Het managementsysteem van UWV is ingericht via de ‘three lines of defense’: de uitvoering door de lijn (eerste lijn), de monitoring via de eenheden Businesscontrol en Kwaliteit (tweede lijn) en de auditing door de Accountantsdienst (derde lijn). De jaarlijkse ISO‑audit, de externe accountant, het audit committee en incidenteel de Algemene Rekenkamer zorgen voor externe ogen. Verder spiegelt UWV zich jaarlijks aan vergelijkbare overheidsorganisaties door deel te nemen aan de Rijksbrede Benchmark.
Risicomanagement is bij UWV verankerd in de planning- en controlcyclus (P&C‑cyclus) binnen alle lagen van de organisatie. We maken daarbij onderscheid tussen de reguliere ofwel de ongewijzigde uitvoering, en de veranderingsprocessen waarbij het gaat om de beheersing van wijzigingen in de staande processen. Voor beide typen is een aparte P&C‑cyclus ingericht omdat de beheersing van deze processen andere eisen stelt.
Reguliere uitvoering
In de reguliere uitvoering is de dagelijkse sturing op productie, voorraden en capaciteit, op basis van actuele stuur- en verantwoordingsinformatie diep in de organisatie, bepalend voor de vraag of UWV zijn doelen bereikt. We combineren dit met een gedegen P&C‑cyclus, waardoor we het proces tijdig kunnen bijsturen als doelen niet dreigen te worden gehaald. Deze P&C‑cyclus bestaat uit maandrapportages in de districten en maandelijkse rapportages op divisie‑/directieniveau. Voor de vergaderingen van de raad van bestuur stelt de directie Financieel‑Economische Zaken maandelijks een rapportage op waarin onder meer gebruik wordt gemaakt van deze rapportages van de organisatieonderdelen.
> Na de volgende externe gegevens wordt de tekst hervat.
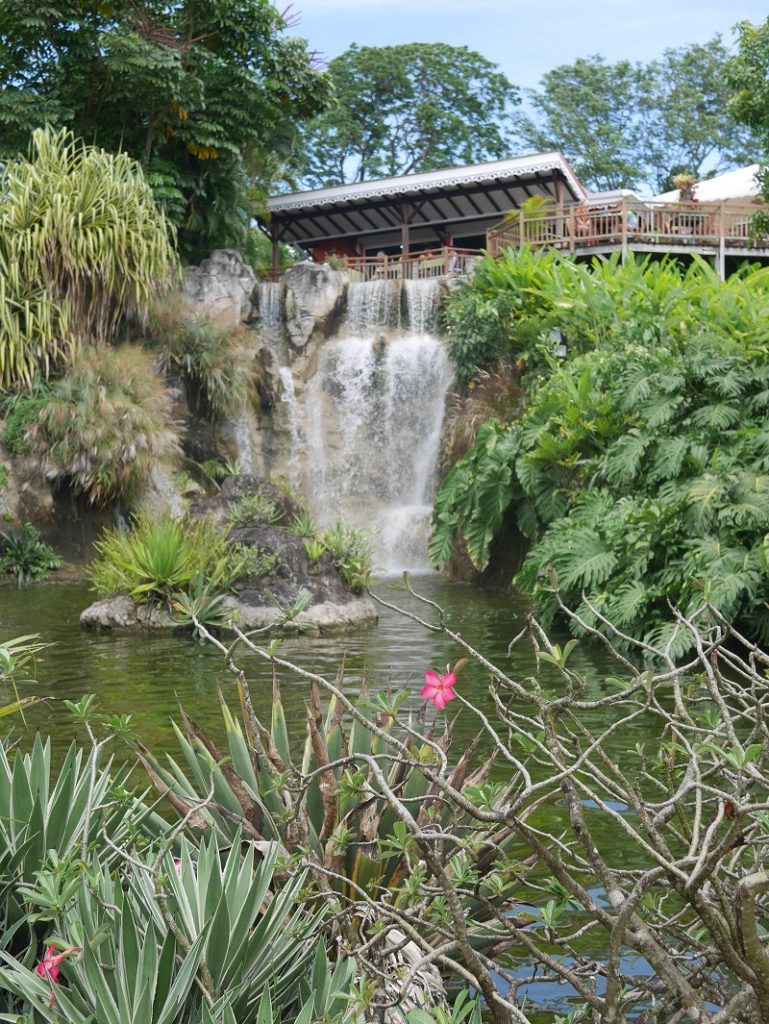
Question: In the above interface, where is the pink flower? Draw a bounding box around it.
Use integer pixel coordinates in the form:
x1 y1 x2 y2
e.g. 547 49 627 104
173 857 183 875
421 670 458 709
36 945 81 985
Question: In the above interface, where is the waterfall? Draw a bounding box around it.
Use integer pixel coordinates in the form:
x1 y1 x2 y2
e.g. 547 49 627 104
278 366 304 489
404 278 441 334
347 280 402 336
231 410 257 474
302 279 452 574
258 282 283 346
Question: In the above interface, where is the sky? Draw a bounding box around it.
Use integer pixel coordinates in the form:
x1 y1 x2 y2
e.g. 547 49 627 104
289 0 769 91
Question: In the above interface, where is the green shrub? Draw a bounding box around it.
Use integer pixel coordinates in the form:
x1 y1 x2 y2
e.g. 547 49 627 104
433 272 769 651
1 390 51 455
228 491 282 526
87 514 239 605
234 543 277 578
0 523 60 585
320 521 374 592
0 127 177 390
150 304 252 419
23 345 180 506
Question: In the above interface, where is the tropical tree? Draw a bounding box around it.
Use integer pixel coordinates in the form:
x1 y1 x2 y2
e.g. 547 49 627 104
0 0 331 258
0 128 177 390
516 39 756 192
297 43 520 187
728 16 769 231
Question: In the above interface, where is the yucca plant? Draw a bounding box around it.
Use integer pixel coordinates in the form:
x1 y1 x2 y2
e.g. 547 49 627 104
87 513 241 606
134 677 517 934
0 127 178 389
21 344 181 506
0 834 357 1024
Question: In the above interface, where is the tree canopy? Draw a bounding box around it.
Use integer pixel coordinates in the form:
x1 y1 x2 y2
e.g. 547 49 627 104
297 43 520 188
0 0 331 259
728 17 769 214
515 39 756 192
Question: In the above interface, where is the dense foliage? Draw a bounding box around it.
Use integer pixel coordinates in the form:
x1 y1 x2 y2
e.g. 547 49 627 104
0 128 177 390
434 251 769 650
0 523 60 585
20 345 180 506
87 514 243 606
516 39 757 191
0 0 330 258
297 43 519 187
150 305 253 419
728 16 769 236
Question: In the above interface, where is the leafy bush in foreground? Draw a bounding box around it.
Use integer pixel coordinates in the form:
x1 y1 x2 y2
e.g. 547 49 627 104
22 345 181 506
443 247 769 381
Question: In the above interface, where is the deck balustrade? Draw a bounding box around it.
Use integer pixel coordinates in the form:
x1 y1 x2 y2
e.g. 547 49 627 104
486 198 769 274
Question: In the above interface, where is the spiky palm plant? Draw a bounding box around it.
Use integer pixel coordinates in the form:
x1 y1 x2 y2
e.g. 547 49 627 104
0 127 178 389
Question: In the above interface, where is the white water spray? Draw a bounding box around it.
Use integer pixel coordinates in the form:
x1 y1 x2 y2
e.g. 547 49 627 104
302 279 451 573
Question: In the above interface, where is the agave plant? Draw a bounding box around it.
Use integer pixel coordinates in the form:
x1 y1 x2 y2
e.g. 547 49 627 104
87 513 242 605
134 675 518 936
0 834 357 1024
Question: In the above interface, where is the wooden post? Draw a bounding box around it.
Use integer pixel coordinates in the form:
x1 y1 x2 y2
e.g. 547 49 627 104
621 197 628 265
400 202 410 260
519 207 525 249
717 202 726 280
555 176 565 242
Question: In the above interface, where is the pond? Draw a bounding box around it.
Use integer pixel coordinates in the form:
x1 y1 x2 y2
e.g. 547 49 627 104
0 575 643 1019
0 576 555 753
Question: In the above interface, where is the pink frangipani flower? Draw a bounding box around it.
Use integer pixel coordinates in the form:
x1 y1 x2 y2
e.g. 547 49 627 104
421 669 458 709
36 945 81 985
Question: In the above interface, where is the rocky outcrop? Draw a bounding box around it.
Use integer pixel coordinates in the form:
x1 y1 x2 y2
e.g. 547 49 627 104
81 475 377 634
80 595 174 630
283 261 348 350
182 249 256 328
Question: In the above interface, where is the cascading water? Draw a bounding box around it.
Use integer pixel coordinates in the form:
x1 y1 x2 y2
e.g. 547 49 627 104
258 281 283 345
278 366 305 490
302 279 452 574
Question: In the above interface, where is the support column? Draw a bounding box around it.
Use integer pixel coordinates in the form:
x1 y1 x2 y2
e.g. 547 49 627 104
717 203 726 280
400 202 411 258
554 176 565 241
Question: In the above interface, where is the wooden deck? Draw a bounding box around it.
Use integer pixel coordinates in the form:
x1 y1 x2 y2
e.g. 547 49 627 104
257 247 482 282
486 199 769 277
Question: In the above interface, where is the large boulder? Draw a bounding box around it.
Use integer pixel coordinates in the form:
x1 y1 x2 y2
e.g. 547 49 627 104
284 261 348 350
182 249 256 328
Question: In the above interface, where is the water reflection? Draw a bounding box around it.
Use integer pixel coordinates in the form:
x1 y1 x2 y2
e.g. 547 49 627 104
1 576 547 757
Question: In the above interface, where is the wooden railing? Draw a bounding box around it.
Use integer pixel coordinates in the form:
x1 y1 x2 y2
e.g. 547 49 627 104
256 247 482 282
342 246 482 281
486 200 769 258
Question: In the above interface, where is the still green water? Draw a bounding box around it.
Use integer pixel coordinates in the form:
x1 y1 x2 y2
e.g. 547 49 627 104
0 576 564 757
0 575 639 1018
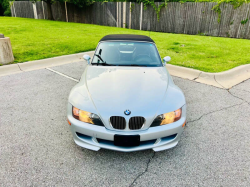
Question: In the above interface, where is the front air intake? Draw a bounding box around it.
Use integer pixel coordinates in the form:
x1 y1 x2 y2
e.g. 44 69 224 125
110 116 126 130
129 117 145 130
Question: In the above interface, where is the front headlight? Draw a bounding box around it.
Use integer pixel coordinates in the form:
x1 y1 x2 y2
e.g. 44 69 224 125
72 107 104 126
151 108 182 127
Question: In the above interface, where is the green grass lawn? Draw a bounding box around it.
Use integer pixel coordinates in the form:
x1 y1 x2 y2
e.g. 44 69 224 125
1 17 250 72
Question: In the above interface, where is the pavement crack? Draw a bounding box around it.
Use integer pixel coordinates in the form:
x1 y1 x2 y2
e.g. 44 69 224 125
188 80 250 125
17 64 24 72
228 89 250 106
187 102 245 124
214 75 249 106
129 151 156 187
231 88 250 94
193 72 202 81
214 75 226 89
46 68 79 82
214 75 250 106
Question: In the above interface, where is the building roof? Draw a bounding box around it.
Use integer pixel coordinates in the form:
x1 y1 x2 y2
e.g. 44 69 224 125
100 34 155 43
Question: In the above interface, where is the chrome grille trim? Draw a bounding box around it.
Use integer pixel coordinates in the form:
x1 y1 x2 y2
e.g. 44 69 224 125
129 117 145 130
110 116 126 130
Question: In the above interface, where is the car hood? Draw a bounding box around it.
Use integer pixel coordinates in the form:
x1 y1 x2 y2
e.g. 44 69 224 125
85 66 169 129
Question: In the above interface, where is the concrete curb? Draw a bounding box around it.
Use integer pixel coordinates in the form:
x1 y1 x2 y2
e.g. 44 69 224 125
0 51 94 76
215 64 250 89
195 72 223 88
168 64 250 89
165 64 201 80
0 51 249 89
0 63 22 76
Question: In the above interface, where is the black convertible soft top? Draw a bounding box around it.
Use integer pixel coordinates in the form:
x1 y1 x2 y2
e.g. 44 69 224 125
100 34 155 43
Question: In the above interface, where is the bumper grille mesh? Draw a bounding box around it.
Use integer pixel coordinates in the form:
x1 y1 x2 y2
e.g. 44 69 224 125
129 117 145 130
110 116 126 130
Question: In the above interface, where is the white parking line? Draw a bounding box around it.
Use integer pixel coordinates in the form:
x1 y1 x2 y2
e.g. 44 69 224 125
46 68 79 82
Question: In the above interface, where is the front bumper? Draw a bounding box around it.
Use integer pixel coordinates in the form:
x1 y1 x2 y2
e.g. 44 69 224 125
68 114 185 152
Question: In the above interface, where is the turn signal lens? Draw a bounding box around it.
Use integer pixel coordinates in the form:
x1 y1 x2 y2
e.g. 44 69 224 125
73 107 80 119
174 108 182 122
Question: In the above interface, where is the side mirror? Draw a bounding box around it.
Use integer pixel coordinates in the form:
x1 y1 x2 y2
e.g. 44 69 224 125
83 54 91 64
163 56 171 66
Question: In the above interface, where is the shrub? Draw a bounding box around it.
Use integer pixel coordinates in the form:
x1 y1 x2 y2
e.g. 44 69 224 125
4 7 11 16
0 0 12 16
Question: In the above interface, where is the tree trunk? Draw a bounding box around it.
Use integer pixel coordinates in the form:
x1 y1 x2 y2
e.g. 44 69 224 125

Naast de maandrapportages zijn er kwartaalgesprekken tussen een lid van de raad van bestuur en individuele directeuren over de voortgang, waarin onderwerpen diepgaander kunnen worden voorbereid en besproken. Deze kwartaalgesprekken worden voorbereid door de directie Financieel‑Economische Zaken. Onderwerpen die als risico zijn benoemd, worden binnen de P&C‑cyclus met extra aandacht gevolgd.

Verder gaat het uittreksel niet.